To conclude the whole package we have to establish an information exchange channel between the content scripts (running in tabs) and background scripts (running in their own context). Why? Because each has their own permission and feature sets.

There are multiple options to handle messages, have a look at runtime.sendMessage and runtime.Port. I decided to use a one-sided message exchange, meaning my background script listens for messages by executing browser.runtime.onMessage.addListener(handleMessage); on startup, but it does not connect to content scripts by itself. If a content script needs data, it sends a message with a payload which the background script can differentiate and respond with the requested data.
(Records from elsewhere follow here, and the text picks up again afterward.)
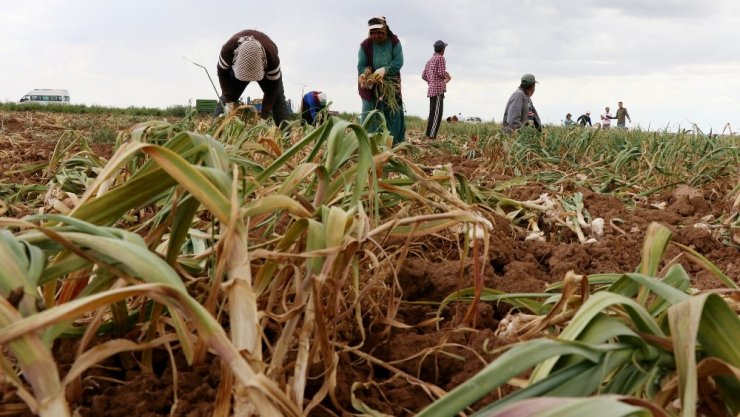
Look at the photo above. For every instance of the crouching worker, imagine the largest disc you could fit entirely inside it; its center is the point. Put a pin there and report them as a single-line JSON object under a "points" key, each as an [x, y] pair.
{"points": [[252, 56], [519, 108], [311, 104]]}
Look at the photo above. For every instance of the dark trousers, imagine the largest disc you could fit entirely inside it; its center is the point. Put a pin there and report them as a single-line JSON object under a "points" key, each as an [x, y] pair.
{"points": [[436, 105], [280, 110]]}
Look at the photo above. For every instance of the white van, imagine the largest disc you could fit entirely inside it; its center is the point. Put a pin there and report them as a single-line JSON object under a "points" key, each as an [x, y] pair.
{"points": [[46, 96]]}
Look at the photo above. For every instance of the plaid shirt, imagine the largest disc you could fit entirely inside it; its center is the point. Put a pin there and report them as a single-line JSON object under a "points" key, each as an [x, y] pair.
{"points": [[435, 74]]}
The handler in the background script looks like this:

 1
 2
 3
 4
 5
 6
 7
 8
 9
10
11
12
13
14
15
16
17
18
19
20
21
22
23
function handleMessage(message, sender, respond) {
    if (message.src == "popup") {
        // Handle request for client ID to display in popup
        if (message.msg == "getClientId") {
            respond({ msg: client_id });
        }
    }

    if (message.src == "injector") {
        if (message.cmd != null) {
            switch (message.cmd) {
                case "getClassifiers":
                    respond({ type: "getClassifiers", response: classifiers });
                    break;
            }
        }

        if (message.payload != null) {
            // Injector content script send a payload to be saved in remote database
            sendData(message.payload);
        }
    }
}

What JSON structure you use for your messages (e.g. using .src or .cmd) is entirely your implementation.
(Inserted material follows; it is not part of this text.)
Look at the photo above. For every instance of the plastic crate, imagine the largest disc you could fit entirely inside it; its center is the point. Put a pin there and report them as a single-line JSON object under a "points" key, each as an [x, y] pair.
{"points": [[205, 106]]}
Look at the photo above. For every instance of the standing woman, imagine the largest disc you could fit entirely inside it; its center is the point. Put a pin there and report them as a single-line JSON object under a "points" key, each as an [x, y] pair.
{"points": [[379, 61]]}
Propagating input from the options page to the background

The options page is also a provided HTML file, but the context in which it is executed (and calls Javascript) is special since it is embedded into the addon managing list. I solved this exchange by buffering things into the storage. For this the background script needs a listener: browser.storage.onChanged.addListener(handleStorageChange);. The function for this handler in the background script looks like this:

 1
 2
 3
 4
 5
 6
 7
 8
 9
10
11
12
13
14
15
16
17
18
19
20
21
22
23
function handleStorageChange(changes, areaName) {
    // Handle TOR checkbox
    if (changes["useTor"] != undefined) {
        if (changes.useTor.newValue == true) {
            toggleTor(true);
            return;
        }
        toggleTor(false);
    }

    // Hack to buffer feedback comments.
    // Does not work with sendMessage in options page, so options page sets
    // a new value for the "setting", which triggers this function.
    // Second condition: handle ONLY new feedbacks, not removal.
    // storage.remove produces an object with no newValue.
    if (changes.feedback != null && changes.feedback.newValue != null) {
        let comment = changes.feedback.newValue;
        if (comment == "") return;
        sendFeedback(comment);
        browser.storage.local.remove("feedback")
            .then(null, error => { console.error(error); });
    }
}

Triggering the storage change can then be done inside a Javascript in the option page.

The end, thanks for reading! Have a look at the Mozilla docs and Christians blog entry to find more info about WebExtensions, links above. Version 2 of my addon removed a lot of code, it is more maintainable and uses the context menu API to construct the functionality the button once did.